Research Paper Volume 16, Issue 2 pp 1536—1554
Prognostic characteristics of a six-gene signature based on ssGSEA in sarcoma
- 1 Department of Clinical Laboratory, Dongguan Hospital of Guangzhou University of Chinese Medicine, Dongguan 523005, China
- 2 Guangdong Provincial Key Laboratory of Infectious Diseases and Molecular Immunopathology, Shantou University Medical College, Shantou 515000, China
- 3 Department of Quality Control and Evaluation, First Affiliated Hospital of Sun Yat-sen University, Guangzhou 510080, China
Received: October 5, 2023 Accepted: December 7, 2023 Published: January 17, 2024
https://doi.org/10.18632/aging.205443How to Cite
Copyright: © 2024 Liu et al. This is an open access article distributed under the terms of the Creative Commons Attribution License (CC BY 4.0), which permits unrestricted use, distribution, and reproduction in any medium, provided the original author and source are credited.
Abstract
Background: Sarcoma is a rare malignant tumor originating of the interstitial or connective tissue with a poor prognosis. Next-generation sequencing technology offers new opportunities for accurate diagnosis and treatment of sarcomas. There is an urgent need for new gene signature to predict prognosis and evaluate treatment outcomes.
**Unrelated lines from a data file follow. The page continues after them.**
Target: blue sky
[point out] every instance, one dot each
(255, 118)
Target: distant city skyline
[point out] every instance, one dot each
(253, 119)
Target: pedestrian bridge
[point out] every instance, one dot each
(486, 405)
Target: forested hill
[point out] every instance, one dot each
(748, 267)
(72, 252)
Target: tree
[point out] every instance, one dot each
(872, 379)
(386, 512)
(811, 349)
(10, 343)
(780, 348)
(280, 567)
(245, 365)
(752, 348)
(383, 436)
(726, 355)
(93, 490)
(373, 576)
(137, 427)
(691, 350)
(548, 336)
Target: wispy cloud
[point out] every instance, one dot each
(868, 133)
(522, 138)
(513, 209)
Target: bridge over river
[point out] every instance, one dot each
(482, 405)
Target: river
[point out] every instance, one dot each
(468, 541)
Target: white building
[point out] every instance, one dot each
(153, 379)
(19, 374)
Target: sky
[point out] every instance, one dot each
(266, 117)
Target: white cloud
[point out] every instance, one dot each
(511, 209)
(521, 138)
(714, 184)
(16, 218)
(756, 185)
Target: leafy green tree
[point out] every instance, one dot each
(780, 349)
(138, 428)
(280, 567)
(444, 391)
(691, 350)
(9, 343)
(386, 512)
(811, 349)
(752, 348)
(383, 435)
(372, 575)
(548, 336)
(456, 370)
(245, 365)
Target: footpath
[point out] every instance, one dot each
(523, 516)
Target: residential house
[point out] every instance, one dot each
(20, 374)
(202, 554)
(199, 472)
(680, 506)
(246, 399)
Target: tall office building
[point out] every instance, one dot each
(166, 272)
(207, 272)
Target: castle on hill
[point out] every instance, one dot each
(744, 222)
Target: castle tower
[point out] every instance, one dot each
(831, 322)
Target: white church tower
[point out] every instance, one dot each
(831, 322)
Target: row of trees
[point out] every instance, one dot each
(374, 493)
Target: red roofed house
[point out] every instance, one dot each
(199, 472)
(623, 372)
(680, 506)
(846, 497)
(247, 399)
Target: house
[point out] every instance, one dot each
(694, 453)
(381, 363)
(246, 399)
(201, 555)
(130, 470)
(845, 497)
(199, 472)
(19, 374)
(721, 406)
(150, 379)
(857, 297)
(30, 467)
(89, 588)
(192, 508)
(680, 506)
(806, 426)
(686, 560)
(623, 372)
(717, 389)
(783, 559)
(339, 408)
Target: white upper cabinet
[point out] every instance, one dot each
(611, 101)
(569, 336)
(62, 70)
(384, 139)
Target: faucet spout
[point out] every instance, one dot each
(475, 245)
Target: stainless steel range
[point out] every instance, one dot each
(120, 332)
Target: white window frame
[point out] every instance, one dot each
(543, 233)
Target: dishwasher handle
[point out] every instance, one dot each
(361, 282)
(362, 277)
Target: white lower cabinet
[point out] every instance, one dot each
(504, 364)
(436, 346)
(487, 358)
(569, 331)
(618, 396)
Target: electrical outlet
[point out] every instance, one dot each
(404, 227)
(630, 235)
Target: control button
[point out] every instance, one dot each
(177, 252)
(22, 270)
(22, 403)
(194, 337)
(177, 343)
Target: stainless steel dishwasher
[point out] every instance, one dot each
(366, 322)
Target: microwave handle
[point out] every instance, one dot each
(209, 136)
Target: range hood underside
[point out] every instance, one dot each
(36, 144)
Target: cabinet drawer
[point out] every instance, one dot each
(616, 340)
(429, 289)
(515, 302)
Methods: We used transcriptome data from the Cancer Genome Atlas (TCGA) database and single sample gene set enrichment analysis (ssGSEA) to explore the cancer hallmarks most associated with prognosis in sarcoma patients. Then, weighted gene coexpression network analysis, univariate COX regression analysis and random forest algorithm were used to construct prognostic gene characteristics. Finally, the prognostic value of gene markers was validated in the TCGA and Integrated Gene Expression (GEO) (GSE17118) datasets, respectively.
Results: MYC targets V1 and V2 are the main cancer hallmarks affecting the overall survival (OS) of sarcoma patients. A six-gene signature including VEGFA, HMGB3, FASN, RCC1, NETO2 and BIRC5 were constructed. Kaplan-Meier analysis suggested that higher risk scores based on the six-gene signature associated with poorer OS (P < 0.001). The receiver Operating characteristic curve showed that the risk score based on the six-gene signature was a good predictor of sarcoma, with an area under the curve (AUC) greater than 0.73. In addition, the prognostic value of the six-gene signature was validated in GSE17118 with an AUC greater than 0.72.
Conclusion: This six-gene signature is an independent prognostic factor in patients with sarcoma and is expected to be a potential therapeutic target for sarcoma.